6.4.1.2 Nonsteroidal Anti-inflammatory Drugs (NSAIDS) and COX-2 Inhibitors
NSAIDS have antipyretic, analgesic, and anti-inflammatory effects by inhibiting COX-1 and COX-2 enzymes that synthesise prostaglandin. COX-2 is particularly prevalent in injured and inflamed tissues. Selective COX-2 inhibition is thought to provide the same analgesic benefit with less pronounced inhibition of platelet aggregation and gastric mucosal irritation compared with traditional NSAID therapy and inhibition of both COX-1 and COX-2 [41]. Even with short-term treatment, all NSAIDs increase the risk of renal [42] and cardiovascular [43] adverse events, particularly in older patients with comorbidities and a history of cardiovascular disease [44]. The risk profiles of different NSAIDs vary considerably and whereas some appear to give rise to fewer adverse events, cardiovascular risk is particularly high for selective COX-2 inhibitors. Several have been removed from the market as a result. NSAID therapy must be used after taking into account the medical history of a patient, availability of alternative analgesic modalities, and the precise NSAID to be used along with the dose, route of administration, and duration of treatment. The risk of adverse events is likely to be lower when used in LIA compared with systemic therapy. Despite the risk of adverse events, systemic NSAIDs provide effective analgesia with reduced opiate consumption after TKA as part of a multimodal approach and are frequently commenced preoperatively as part of a pre-emptive approach [45]. Concerns that NSAIDs may inhibit implant osteointegration have not been conclusively demonstrated to date [46].
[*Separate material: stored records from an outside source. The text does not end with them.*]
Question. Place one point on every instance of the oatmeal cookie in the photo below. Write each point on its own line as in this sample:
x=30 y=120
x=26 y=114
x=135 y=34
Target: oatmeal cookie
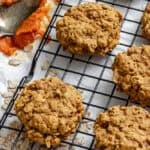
x=132 y=73
x=146 y=22
x=123 y=128
x=50 y=110
x=89 y=29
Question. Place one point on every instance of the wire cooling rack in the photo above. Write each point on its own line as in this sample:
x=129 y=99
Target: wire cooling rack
x=92 y=75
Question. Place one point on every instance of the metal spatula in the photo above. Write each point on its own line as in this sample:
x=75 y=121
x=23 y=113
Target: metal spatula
x=12 y=16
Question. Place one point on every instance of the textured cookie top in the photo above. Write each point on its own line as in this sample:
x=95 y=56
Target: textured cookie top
x=146 y=22
x=123 y=128
x=89 y=29
x=132 y=73
x=49 y=110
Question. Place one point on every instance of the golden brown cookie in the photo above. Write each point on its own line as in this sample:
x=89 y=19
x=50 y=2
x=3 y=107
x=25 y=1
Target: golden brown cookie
x=123 y=128
x=89 y=28
x=145 y=22
x=50 y=110
x=132 y=73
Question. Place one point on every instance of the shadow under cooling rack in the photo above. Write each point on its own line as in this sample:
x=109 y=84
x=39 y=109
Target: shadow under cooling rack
x=91 y=75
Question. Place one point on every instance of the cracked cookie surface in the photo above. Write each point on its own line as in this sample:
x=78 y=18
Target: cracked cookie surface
x=131 y=72
x=145 y=22
x=123 y=128
x=50 y=110
x=89 y=28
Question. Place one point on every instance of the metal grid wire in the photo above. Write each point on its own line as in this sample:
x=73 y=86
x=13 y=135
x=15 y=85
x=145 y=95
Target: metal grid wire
x=92 y=75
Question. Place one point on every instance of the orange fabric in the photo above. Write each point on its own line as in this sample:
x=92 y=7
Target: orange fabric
x=7 y=46
x=27 y=32
x=9 y=2
x=30 y=28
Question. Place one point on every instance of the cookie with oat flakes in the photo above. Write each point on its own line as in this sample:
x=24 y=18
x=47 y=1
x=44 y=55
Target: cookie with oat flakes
x=50 y=110
x=123 y=128
x=89 y=28
x=145 y=22
x=131 y=72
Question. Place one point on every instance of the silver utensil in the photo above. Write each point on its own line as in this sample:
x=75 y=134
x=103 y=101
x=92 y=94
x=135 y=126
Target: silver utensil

6.4.1.3 Neuropathic Medication
Pregabalin and gabapentin were traditionally developed as anticonvulsant medication but are now increasingly adopted to treat neuropathic pain. The exact mechanism of action is not clear and appears to be dose dependent. Analgesic properties are probably mediated by the inhibition of presynaptic voltage-dependent calcium channels in the dorsal root ganglia of the spinal cord resulting in a decrease in excitatory afferent signals. Pregabalin and gabapentin are frequently commenced preoperatively and continued postoperatively. Studies demonstrate improved postoperative pain, decreased opiate consumption, and improved functional recovery in the immediate postoperative period [47]; however, not all studies reproduce these findings [48]. These medications may also reduce the incidence of chronic neuropathic pain [49]. Further research is necessary to understand the role of neuropathic medication; however, they carry favourable adverse event profiles, and sedation is the most frequently reported side effect.